In the current climate of grindy progression and padded goal-setting, it’s refreshing to re-discover just how brilliantly judged the progression curve is in Burnout Paradise Remastered. Thankfully resistant to the idea of micro-transactions or any other such craven variant on in-game purchases, the crux of progression in Burnout Paradise Remastered instead evokes an earlier and much less cynical time where, rather than reaching into your pockets after you’ve already forked out for the game, you need only win races to unlock new missions and vehicles; what a radical school of thinking eh?

And then there’s the soundtrack, oh my lord, that soundtrack. A largely officially licensed affair, players will be happy to know that the entirety of the groundbreaking soundtrack from the original release of Burnout Paradise on last-gen consoles has made the cut here, as artists such as Guns N’ Roses (oh my days those soothing opening strings of Paradise City), Killswitch Engage, Depeche Mode and more are all present and accounted for and contribute to a rip-roaring audible euphoria that brilliantly supports the on-screen action.

Of course, I would be remiss to waffle on about Burnout Paradise Remastered without speaking about the ‘remastered’ part, and so it is with some relief indeed that I can confidently say that port house Stellar Entertainment have done a cracking job of bringing Burnout Paradise up to date on both PS4 and PS4 Pro. Aside from a sizable boost to resolution – 1080p on PS4 and checkerboard 4K on PS4 Pro respectively, Burnout Paradise Remastered also screams along at a super solid 60 frames per second on both platforms along with a number of subtle improvements to texture and trackside detail thrown in for kicks.
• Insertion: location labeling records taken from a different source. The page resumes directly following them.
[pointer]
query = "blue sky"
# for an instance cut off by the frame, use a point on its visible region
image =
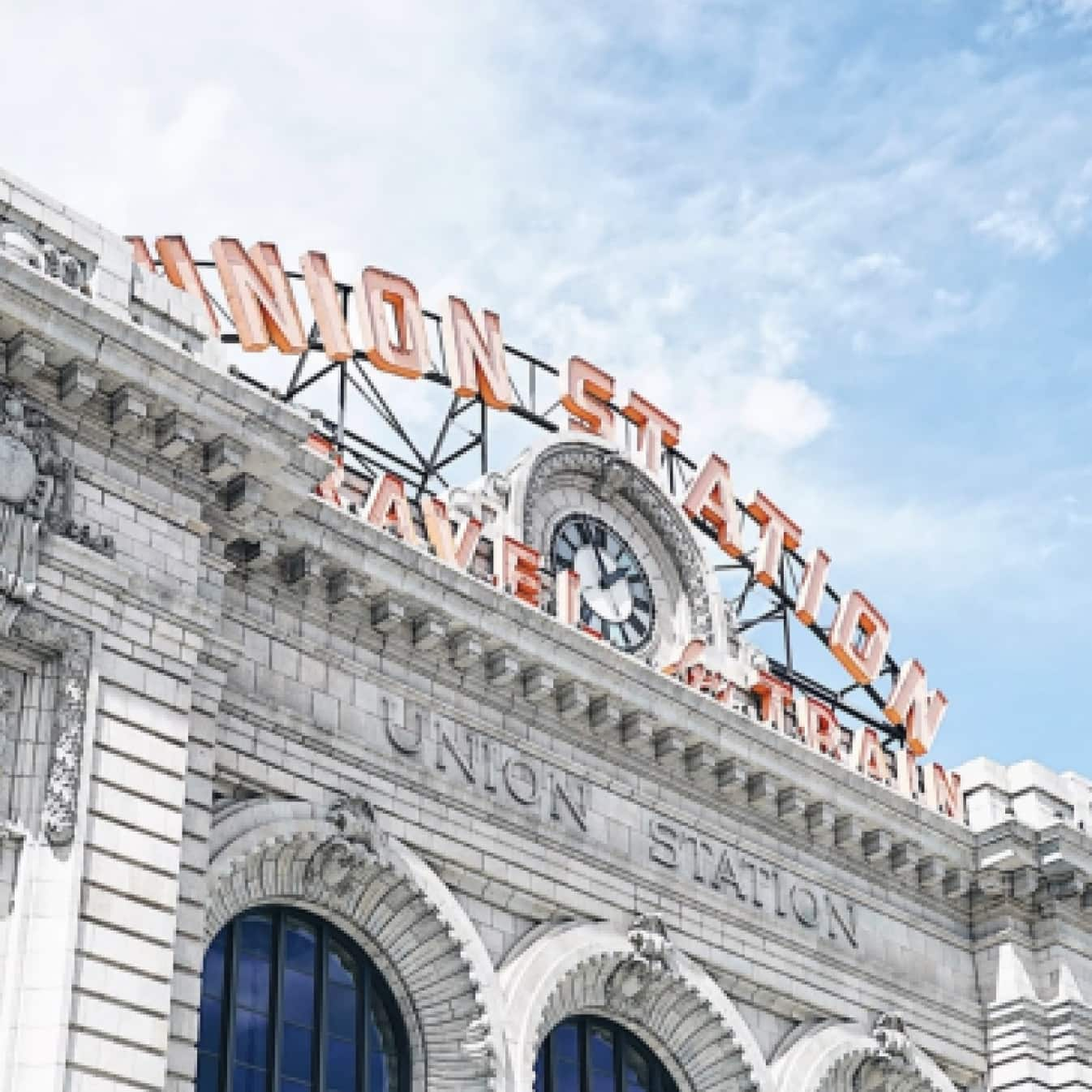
(865, 227)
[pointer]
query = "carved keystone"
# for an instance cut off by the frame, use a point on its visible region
(466, 649)
(25, 357)
(668, 742)
(905, 858)
(792, 807)
(429, 630)
(820, 821)
(876, 845)
(848, 832)
(572, 700)
(127, 410)
(387, 613)
(763, 792)
(344, 590)
(732, 778)
(931, 871)
(299, 568)
(537, 684)
(243, 496)
(174, 435)
(604, 713)
(636, 729)
(699, 760)
(223, 458)
(76, 384)
(501, 668)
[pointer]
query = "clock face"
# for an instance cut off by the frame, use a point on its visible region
(615, 595)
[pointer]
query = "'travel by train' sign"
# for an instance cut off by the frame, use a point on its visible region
(392, 337)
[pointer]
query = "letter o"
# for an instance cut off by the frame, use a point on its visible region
(517, 789)
(810, 918)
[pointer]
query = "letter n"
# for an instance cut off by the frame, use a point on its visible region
(259, 296)
(475, 360)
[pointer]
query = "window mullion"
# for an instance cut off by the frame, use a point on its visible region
(230, 976)
(363, 1047)
(583, 1031)
(320, 1025)
(621, 1038)
(277, 988)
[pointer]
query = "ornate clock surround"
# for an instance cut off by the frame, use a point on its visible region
(633, 501)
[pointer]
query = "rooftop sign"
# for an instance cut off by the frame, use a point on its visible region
(756, 537)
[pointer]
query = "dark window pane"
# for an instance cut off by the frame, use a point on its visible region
(296, 1048)
(380, 1029)
(565, 1076)
(565, 1040)
(342, 968)
(600, 1048)
(297, 998)
(245, 1079)
(208, 1073)
(341, 1012)
(253, 985)
(600, 1060)
(382, 1073)
(299, 947)
(211, 1023)
(341, 1066)
(252, 1038)
(634, 1072)
(256, 933)
(382, 1050)
(212, 974)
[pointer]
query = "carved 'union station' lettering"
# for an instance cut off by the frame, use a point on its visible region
(474, 759)
(753, 881)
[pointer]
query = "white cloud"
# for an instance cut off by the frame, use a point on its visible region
(785, 412)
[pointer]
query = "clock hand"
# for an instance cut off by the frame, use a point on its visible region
(614, 578)
(595, 551)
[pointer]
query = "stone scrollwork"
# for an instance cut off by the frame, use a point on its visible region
(611, 475)
(359, 841)
(890, 1034)
(71, 647)
(652, 956)
(37, 497)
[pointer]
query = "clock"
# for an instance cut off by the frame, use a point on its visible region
(616, 599)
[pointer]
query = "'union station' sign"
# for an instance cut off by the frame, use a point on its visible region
(264, 312)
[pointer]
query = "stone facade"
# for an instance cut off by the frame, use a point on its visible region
(514, 821)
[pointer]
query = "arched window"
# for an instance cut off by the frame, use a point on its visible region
(589, 1054)
(290, 1004)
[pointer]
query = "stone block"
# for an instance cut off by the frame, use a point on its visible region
(224, 458)
(76, 384)
(25, 357)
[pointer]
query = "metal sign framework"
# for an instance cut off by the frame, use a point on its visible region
(422, 466)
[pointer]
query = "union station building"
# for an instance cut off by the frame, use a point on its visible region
(317, 779)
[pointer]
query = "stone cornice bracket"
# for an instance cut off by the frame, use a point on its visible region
(72, 649)
(359, 841)
(890, 1034)
(37, 488)
(652, 957)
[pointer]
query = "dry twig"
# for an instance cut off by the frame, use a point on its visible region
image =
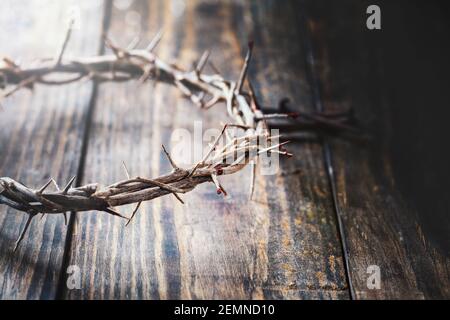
(125, 64)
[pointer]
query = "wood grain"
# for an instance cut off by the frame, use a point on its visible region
(381, 228)
(41, 137)
(282, 245)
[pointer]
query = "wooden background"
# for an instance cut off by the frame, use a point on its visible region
(312, 230)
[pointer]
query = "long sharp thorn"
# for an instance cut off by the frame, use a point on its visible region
(69, 185)
(65, 42)
(22, 234)
(155, 41)
(45, 186)
(169, 157)
(244, 70)
(178, 198)
(55, 184)
(202, 62)
(127, 173)
(134, 212)
(252, 179)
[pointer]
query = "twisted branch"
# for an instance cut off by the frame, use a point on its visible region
(202, 89)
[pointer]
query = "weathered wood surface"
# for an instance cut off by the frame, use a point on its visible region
(282, 245)
(41, 136)
(370, 71)
(286, 243)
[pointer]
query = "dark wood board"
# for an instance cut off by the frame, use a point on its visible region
(41, 135)
(390, 190)
(284, 244)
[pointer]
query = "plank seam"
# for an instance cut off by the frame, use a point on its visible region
(314, 83)
(61, 288)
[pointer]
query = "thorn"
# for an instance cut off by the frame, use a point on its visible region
(65, 42)
(252, 179)
(67, 187)
(244, 70)
(134, 212)
(132, 45)
(22, 234)
(56, 185)
(219, 187)
(45, 186)
(202, 62)
(213, 66)
(273, 147)
(178, 197)
(170, 158)
(155, 41)
(127, 173)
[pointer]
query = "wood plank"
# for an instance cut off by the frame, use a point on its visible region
(282, 245)
(371, 72)
(41, 136)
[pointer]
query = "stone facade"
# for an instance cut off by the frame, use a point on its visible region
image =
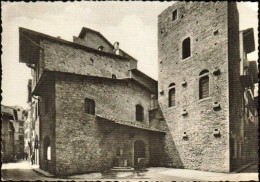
(75, 140)
(214, 34)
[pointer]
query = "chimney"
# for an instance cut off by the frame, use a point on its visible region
(116, 48)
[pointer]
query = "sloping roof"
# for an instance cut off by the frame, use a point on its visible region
(84, 30)
(82, 77)
(29, 37)
(128, 123)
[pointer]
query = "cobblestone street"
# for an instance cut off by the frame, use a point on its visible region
(22, 170)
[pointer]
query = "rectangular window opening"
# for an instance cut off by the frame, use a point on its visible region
(174, 15)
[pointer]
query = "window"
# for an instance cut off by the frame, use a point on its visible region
(21, 139)
(89, 106)
(119, 151)
(20, 123)
(15, 115)
(47, 148)
(113, 76)
(100, 47)
(204, 84)
(36, 111)
(174, 15)
(139, 113)
(20, 130)
(186, 49)
(46, 104)
(3, 146)
(172, 95)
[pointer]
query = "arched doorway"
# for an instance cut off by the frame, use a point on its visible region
(139, 151)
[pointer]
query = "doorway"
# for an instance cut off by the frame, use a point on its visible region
(139, 151)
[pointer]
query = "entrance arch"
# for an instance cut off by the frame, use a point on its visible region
(139, 151)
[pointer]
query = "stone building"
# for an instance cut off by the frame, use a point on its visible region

Clearly then, this is the absolute best that Burnout Paradise has ever looked and while the game doesn’t quite boast the sheer array of shiny, photo-realistic effects that more contemporary racers such as DriveClub and Gran Turismo Sport do, the sheer sense of speed and vehicular physicality that oozes out of every digital pore of Burnout Paradise Remastered remains utterly unmatched all the same. Beyond the new paint job afforded by its remastered label, Burnout Paradise Remastered also packs in all of the DLC that was released for the game previously, including the Bikes expansion pack, Cops & Robbers pack, Toy Cars pack, a slew of extra challenges and much, much more besides. To say then that there is a lot to do in Burnout Paradise Remastered would be quite the understatement.

Burnout Paradise Remastered is a soaring tour-de-force quite unlike any other and being able to experience the entirety of that original, white-knuckle thrill-ride in its definitive state justifies its newly re-released state alone. Burnout Paradise Remastered is nothing less than a triumph and confidently stakes its claim as the last breathtakingly great arcade racer of the modern era.
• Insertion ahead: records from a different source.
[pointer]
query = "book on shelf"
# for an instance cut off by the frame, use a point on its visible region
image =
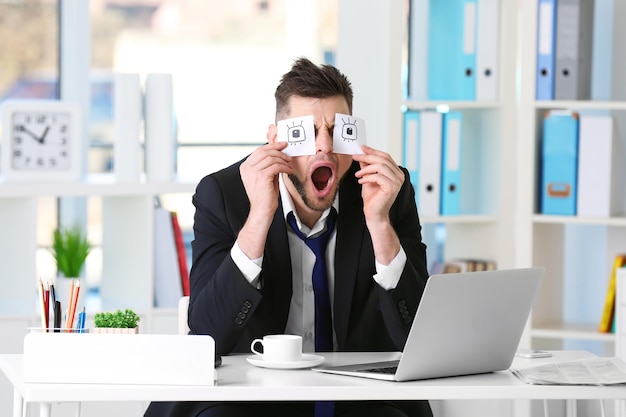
(463, 265)
(608, 312)
(171, 275)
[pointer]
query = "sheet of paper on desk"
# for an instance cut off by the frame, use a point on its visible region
(596, 371)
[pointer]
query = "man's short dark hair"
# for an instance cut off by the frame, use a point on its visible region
(305, 79)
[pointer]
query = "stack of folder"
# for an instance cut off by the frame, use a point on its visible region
(564, 49)
(453, 49)
(578, 167)
(432, 155)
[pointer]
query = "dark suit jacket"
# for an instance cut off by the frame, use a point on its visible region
(366, 317)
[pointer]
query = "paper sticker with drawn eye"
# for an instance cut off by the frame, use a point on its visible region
(299, 132)
(349, 134)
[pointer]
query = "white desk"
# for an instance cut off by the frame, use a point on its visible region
(237, 379)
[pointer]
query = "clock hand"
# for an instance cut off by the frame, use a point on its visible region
(43, 136)
(23, 129)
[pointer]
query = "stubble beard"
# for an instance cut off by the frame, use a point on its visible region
(309, 202)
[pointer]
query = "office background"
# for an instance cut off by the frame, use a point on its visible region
(226, 59)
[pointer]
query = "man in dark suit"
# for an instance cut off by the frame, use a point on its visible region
(251, 273)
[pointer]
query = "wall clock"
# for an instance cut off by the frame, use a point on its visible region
(41, 140)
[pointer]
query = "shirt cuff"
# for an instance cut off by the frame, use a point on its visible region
(388, 276)
(250, 268)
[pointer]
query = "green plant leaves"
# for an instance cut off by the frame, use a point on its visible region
(126, 319)
(70, 249)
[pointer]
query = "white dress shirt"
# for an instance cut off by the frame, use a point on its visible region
(301, 320)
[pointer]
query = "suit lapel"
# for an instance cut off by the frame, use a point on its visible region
(350, 230)
(278, 260)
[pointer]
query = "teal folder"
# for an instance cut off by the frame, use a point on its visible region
(452, 50)
(559, 168)
(451, 163)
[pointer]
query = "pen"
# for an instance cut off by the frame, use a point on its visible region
(80, 323)
(43, 306)
(57, 316)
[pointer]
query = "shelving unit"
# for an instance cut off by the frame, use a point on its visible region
(127, 244)
(577, 252)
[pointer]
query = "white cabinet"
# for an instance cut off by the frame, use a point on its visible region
(576, 251)
(127, 240)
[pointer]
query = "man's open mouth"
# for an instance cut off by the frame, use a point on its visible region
(321, 177)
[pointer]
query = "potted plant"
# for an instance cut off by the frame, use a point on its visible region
(70, 248)
(116, 322)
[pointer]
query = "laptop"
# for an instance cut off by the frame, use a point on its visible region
(466, 323)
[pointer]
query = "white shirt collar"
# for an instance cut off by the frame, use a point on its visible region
(289, 207)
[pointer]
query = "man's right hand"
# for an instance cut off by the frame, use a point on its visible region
(259, 173)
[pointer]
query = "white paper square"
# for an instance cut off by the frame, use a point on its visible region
(300, 133)
(349, 134)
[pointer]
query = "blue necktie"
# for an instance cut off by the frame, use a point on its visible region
(323, 316)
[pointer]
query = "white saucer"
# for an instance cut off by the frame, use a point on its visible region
(308, 361)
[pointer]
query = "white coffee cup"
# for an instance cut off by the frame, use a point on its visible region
(279, 348)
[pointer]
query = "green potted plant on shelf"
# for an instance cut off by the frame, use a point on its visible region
(116, 322)
(70, 248)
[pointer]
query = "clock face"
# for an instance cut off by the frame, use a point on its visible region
(40, 141)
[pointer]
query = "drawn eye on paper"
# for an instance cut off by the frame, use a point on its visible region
(296, 134)
(299, 133)
(348, 130)
(348, 134)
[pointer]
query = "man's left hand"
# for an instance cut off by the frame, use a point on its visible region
(381, 180)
If you enjoyed this Burnout Paradise Remastered review, feel free to check out our review of the original Burnout Paradise on PS3, as well as our thoughts on what the release of Burnout Paradise Remastered might mean for future re-releases of favorites from EA’s back catalog, such as Mass Effect and Dead Space.

Score

9.5

The Final Word

Look, it's really simple, Burnout Paradise Remastered is essential for fans of racing games everywhere. They just don't make them like this anymore (but they really, really should).